Grafana Cloud

Configure Kubernetes Monitoring with easy deployment and Helm chart

The easy deployment process using the Kubernetes Monitoring GUI works in conjunction with the most recent version of Grafana Kubernetes Monitoring Helm chart. To learn how the Helm chart configuration works, refer to Helm chart overview.

Note

Configuration with the Grafana Kubernetes Monitoring Helm chart is the recommended method.

Configuration of the Grafana Kubernetes Monitoring Helm chart includes the steps shown in the following diagram:

Steps of configuration process
Steps of configuration process

Available platforms

You can install Kubernetes Monitoring on these platforms:

PlatformNotes
KubernetesIncludes Kubernetes, Amazon Elastic Kubernetes Service (EKS) on Amazon Elastic Cloud Compute (EC2), Google Kubernetes Engine (GKE), and Tanzu
Amazon EKS on AWS FargateWith this platform, Node Exporter metrics are disabled. Instead, Kubelet Resources are used to gather CPU and memory usage. Pod Logs are gathered via the Kubernetes API.
Azure Kubernetes Service (AKS)N/A
Google Kubernetes Engine (GKE) AutopilotWith this platform, Node Exporter metrics are disabled. Instead, Kubelet Resources are used to gather CPU and memory usage. Pod Logs are gathered via the Kubernetes API.
IBM Cloud Kubernetes ServiceN/A
Red Hat OpenShiftN/A

Activate and send data from your account

To configure and use Kubernetes Monitoring, you must activate the product. Activation ensures you have access, and begins your billing for usage. Next, you must send data to your account. To do so, complete the following steps:

  1. Go to your Grafana Cloud account, and click My Account.
  2. Select the stack where you want to install Kubernetes Monitoring.
  3. Click Details next to the name of your stack.
  4. At your stack page, click Launch to open Kubernetes Monitoring.
  5. Click Activate to activate Kubernetes Monitoring.
  6. At the Activate Kubernetes Monitoring dialog box, select the box and click Activate.
  7. Click Start sending data.

Kubernetes Monitoring displays the Cluster configuration tab of the Configuration page.

Configuration process

Complete the configuration process on the Cluster configuration tab.

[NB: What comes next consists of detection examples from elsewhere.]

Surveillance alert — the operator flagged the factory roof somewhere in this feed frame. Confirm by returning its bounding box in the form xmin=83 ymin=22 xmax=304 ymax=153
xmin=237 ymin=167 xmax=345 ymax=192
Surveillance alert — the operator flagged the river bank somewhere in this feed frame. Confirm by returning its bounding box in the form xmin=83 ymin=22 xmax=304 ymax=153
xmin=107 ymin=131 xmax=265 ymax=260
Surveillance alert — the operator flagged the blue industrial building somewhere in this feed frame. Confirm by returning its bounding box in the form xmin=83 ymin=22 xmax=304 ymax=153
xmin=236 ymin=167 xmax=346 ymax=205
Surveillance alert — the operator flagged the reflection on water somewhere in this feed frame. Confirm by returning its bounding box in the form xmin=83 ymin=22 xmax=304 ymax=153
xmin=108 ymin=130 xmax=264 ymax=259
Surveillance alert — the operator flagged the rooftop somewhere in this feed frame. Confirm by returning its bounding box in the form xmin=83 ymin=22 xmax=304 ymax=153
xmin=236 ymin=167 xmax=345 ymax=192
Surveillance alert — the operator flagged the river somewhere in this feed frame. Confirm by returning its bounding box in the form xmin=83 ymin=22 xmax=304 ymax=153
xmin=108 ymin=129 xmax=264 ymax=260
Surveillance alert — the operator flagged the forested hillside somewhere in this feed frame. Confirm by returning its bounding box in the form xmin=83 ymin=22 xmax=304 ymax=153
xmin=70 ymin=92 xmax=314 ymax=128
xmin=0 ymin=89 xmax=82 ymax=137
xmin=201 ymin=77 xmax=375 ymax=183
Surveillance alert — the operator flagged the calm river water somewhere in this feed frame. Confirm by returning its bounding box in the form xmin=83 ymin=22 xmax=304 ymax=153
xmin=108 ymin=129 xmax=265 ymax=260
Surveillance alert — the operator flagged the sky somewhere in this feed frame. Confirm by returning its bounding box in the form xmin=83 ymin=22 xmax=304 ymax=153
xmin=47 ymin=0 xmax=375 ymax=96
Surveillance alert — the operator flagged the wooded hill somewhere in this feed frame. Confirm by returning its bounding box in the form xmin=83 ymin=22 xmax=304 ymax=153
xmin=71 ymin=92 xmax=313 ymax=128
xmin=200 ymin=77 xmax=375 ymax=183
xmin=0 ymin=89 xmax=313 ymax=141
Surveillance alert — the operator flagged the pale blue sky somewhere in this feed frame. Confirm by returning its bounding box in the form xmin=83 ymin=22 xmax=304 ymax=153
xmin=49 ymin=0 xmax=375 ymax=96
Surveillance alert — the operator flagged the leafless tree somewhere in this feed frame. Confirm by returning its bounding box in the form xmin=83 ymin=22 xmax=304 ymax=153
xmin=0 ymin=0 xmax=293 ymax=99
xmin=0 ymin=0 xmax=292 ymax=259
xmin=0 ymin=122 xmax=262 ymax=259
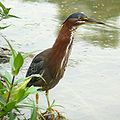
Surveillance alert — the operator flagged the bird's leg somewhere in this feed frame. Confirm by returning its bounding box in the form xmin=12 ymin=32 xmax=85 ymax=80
xmin=45 ymin=90 xmax=50 ymax=109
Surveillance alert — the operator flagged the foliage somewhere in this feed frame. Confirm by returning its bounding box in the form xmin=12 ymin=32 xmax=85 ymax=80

Give it a try using Grafana Play
Give it a try using Grafana Play

With Grafana Play, you can explore and see how it works, learning from practical examples to accelerate your development. This feature can be seen on this Configuration page.

Before you begin

Make sure you have met the prerequisites required for these configuration steps.

Note

Ensure that you are familiar with the components installed by the Helm chart and how they relate to switching on or off the configuration choices available.

To deploy Kubernetes Monitoring with the Helm chart, you need:

  • The Admin role to install alerts
  • A Kubernetes Cluster, environment, or fleet you want to monitor
  • The following tools installed on your local machine or CI/CD environment where you’ll run the deployment commands:
    • kubectl: Kubernetes command-line tool to interact with your cluster
    • Helm: Package manager for Kubernetes to deploy the monitoring stack
  • Appropriate versions of items related to:
    • kube-state-metrics: Uses client-go to communicate with Clusters. For Kubernetes client-go version compatibility and any other related details, refer to kube-state-metrics.
    • OpenCost: Requires Kubernetes 1.8+ clusters.
    • Storage visualizations: Require Helm chart release v1.5.1 or greater

Backend installation (required)

Click Install to install the required, preconfigured alert rules and recording rules.

Note

These rules are required for Kubernetes Monitoring to function properly. Recording rules are the source of the workload data in the Kubernetes Monitoring. If you aren’t seeing the workload data, the most likely cause is that the recording rules and alert rules haven’t been installed.

Select features and enter Cluster information

  1. Cluster name: In the Cluster name box, enter the name of your Cluster. This name identifies your Cluster in Grafana dashboards and metrics. This name appears in the cluster label across all your metrics and logs.

  2. Namespace: In the Namespace box, replace default with the namespace where you want to deploy your monitoring infrastructure. This is the namespace for Grafana Alloy and other dependencies such as kube-state-metrics.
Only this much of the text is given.